A new AI tool bills itself as a hallucination-free language model for enterprises.
Gyan, founded in 2018, works in a number of highly regulated industries, such as healthcare and the life sciences, where privacy and accuracy risks have significant implications. Gyan AI’s primary use cases include research and analysis or document review. It only processes text and is currently available in English.
The model operates in a fundamentally different way than mainstream LLMs. Put simply, it uses the rules of language, not math, to understand queries. And unlike others, Gyan AI is not pretrained on any data. Instead, clients dictate what materials—proprietary or external—the tool should draw on. “Gyan operates only from there and will make up nothing from anywhere else,” Joy Dasgupta, CEO of Gyan, told Fierce Healthcare. “When you don’t train your language model on data immediately, you have all these benefits.”
Those benefits, per Dasgupta, include: no hallucinations, no bias, no inconsistencies and no copyright infringement concerns, plus privacy and full traceability. Gyan AI is not exactly generative. It can produce reports or graphs without making up new words, while offering explanations of its underlying rationale.
“You can use your own corpus of information that you have that's, let's say, centric to your biotech, that you don’t want to share with anybody else,” Paramjit Kaur, a drug developer who serves as advisor at Gyan, told Fierce Healthcare. “I think for healthcare, that's really important, because you don’t want to share your secret sauce with everybody.” The model can be suited for a number of organizations, from providers to payers to regulatory agencies and beyond.
“We started Gyan with the firm belief that explainability of the results, transparent reasoning… tractable ways to improve model performance, and trust based on provenance, are essential for any foundational AI technology,” Gyan’s founder, Venkat Srinivasan, wrote on LinkedIn in early May. Srinivasan is a serial entrepreneur and founder of Innospark Ventures, an early-stage venture fund focused on AI startups.
Because Gyan AI runs in a client’s environment instead of on the cloud, it is priced differently than traditional LLM tools. For instance, there are no tokenization fees. This can ultimately make Gyan AI more affordable than other types of tools. And because Gyan AI is not transformer-based, like GPT, it does not require specialized, resource-intensive hardware such as Nvidia chips. As a result, Gyan AI runs on 200x less energy, per Dasgupta. For clients who care about sustainability, that is another meaningful draw.
Gyan’s core technical team consists of AI experts, computational linguists and engineers. The company has several patents and boasts that it excels in multiple benchmarks, including PubMedQA—a biomedical question answering dataset collected from PubMed abstracts—and MMLU, a popular benchmark for evaluating LLMs. Gyan AI ranks first, above GPT-4, Claude 3 and other models, on accuracy on both, according to data posted on Gyan’s website. “We’re on top and we’re not a black box,” Dasgupta said. Fierce Healthcare did not independently verify this data.
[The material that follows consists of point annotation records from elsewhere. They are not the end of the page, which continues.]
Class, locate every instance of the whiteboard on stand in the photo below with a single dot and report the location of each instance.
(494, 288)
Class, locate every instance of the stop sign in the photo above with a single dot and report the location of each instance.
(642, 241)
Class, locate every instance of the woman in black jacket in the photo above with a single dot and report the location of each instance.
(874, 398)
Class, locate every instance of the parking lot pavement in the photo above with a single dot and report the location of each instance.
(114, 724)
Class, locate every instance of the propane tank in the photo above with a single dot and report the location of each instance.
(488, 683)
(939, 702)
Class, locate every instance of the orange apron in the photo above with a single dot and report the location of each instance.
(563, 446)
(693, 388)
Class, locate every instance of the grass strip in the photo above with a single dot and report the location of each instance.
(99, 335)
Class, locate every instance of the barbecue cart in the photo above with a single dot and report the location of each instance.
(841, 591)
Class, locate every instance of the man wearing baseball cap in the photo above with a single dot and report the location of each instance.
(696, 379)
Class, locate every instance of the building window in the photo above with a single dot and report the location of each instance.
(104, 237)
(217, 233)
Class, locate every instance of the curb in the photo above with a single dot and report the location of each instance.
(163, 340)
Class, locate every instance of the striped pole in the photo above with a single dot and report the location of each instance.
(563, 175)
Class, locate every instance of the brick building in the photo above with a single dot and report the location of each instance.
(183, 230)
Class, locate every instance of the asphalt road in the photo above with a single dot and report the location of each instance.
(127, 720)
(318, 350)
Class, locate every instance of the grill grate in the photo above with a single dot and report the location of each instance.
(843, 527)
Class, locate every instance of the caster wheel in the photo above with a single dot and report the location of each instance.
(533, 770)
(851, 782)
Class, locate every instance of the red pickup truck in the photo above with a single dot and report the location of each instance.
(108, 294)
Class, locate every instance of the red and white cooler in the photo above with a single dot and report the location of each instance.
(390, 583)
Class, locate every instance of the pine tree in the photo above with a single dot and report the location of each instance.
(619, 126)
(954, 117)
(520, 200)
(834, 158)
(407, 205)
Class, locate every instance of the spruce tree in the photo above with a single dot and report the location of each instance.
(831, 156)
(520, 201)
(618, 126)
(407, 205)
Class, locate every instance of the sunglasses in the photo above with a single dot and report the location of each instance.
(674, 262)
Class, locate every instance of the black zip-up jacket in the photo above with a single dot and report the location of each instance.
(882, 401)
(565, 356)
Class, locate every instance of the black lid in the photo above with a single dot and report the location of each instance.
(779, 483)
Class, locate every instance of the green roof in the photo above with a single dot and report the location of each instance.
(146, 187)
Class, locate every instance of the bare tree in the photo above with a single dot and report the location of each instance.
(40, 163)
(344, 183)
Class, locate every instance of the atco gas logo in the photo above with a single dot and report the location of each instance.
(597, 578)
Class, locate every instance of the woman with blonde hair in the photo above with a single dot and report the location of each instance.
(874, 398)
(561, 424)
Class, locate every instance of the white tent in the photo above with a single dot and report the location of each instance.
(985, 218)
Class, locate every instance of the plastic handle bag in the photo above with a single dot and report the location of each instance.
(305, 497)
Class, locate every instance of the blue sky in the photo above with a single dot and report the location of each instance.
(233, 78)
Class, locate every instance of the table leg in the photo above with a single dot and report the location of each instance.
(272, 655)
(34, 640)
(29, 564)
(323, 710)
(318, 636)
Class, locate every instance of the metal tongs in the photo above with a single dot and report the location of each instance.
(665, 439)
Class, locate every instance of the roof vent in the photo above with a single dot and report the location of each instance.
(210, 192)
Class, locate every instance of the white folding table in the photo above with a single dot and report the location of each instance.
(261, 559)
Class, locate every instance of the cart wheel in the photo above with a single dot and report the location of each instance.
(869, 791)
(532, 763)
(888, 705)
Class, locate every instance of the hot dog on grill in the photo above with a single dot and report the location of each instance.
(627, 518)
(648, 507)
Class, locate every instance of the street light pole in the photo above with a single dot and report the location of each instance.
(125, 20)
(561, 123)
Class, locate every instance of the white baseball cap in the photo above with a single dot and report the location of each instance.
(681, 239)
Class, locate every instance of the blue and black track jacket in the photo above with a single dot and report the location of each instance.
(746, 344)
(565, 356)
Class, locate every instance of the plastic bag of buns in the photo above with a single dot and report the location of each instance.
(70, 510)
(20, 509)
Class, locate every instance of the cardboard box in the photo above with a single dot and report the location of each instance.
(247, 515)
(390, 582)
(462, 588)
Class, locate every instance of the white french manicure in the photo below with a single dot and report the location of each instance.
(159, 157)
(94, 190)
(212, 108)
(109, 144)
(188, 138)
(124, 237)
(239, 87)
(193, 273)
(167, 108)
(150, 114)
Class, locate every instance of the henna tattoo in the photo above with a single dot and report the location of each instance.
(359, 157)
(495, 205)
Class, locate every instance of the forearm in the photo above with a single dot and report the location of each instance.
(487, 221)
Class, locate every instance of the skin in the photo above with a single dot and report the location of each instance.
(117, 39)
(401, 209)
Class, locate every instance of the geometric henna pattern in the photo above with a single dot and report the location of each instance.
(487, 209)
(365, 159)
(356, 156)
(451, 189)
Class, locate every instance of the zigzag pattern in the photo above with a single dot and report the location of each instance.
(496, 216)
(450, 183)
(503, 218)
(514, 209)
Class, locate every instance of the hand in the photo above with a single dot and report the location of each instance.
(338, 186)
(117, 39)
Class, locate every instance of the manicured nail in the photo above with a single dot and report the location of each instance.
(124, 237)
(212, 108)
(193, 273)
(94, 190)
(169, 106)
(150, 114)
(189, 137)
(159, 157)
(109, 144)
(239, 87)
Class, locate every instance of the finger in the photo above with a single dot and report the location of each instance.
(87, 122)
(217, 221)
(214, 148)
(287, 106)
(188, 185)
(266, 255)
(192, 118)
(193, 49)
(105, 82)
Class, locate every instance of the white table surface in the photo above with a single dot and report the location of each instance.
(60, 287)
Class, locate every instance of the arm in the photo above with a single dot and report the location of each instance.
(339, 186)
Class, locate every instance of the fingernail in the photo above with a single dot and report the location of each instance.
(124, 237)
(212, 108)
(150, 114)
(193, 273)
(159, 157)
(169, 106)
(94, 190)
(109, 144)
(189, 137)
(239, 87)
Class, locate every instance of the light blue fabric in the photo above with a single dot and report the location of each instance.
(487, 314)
So, if this type of language model has so many benefits, why doesn’t everybody do it? “We’re puzzled,” Dasgupta said. “It seemed like the most obvious thing that you should have solved like 10 or 20 years ago, but it wasn’t,” Dasgupta said. The technical approach is, admittedly, a long road. That’s why Gyan spent five years perfecting the model. “It’s harder to build, but once built, it solves these problems,” Dasgupta said.
Gyan believes this type of model is the future of healthcare AI. Even with tools and use cases built for healthcare specifically, hallucinations, security and other concerns are often present in existing tools. As companies encounter these issues, there will be a growing demand for more reliable options.
“Healthcare today, budgets are being optimized, resources are stringent, time is always of the essence and of course, we don’t have any room for error,” Kaur said. The transparency of Gyan AI is “game-changing.”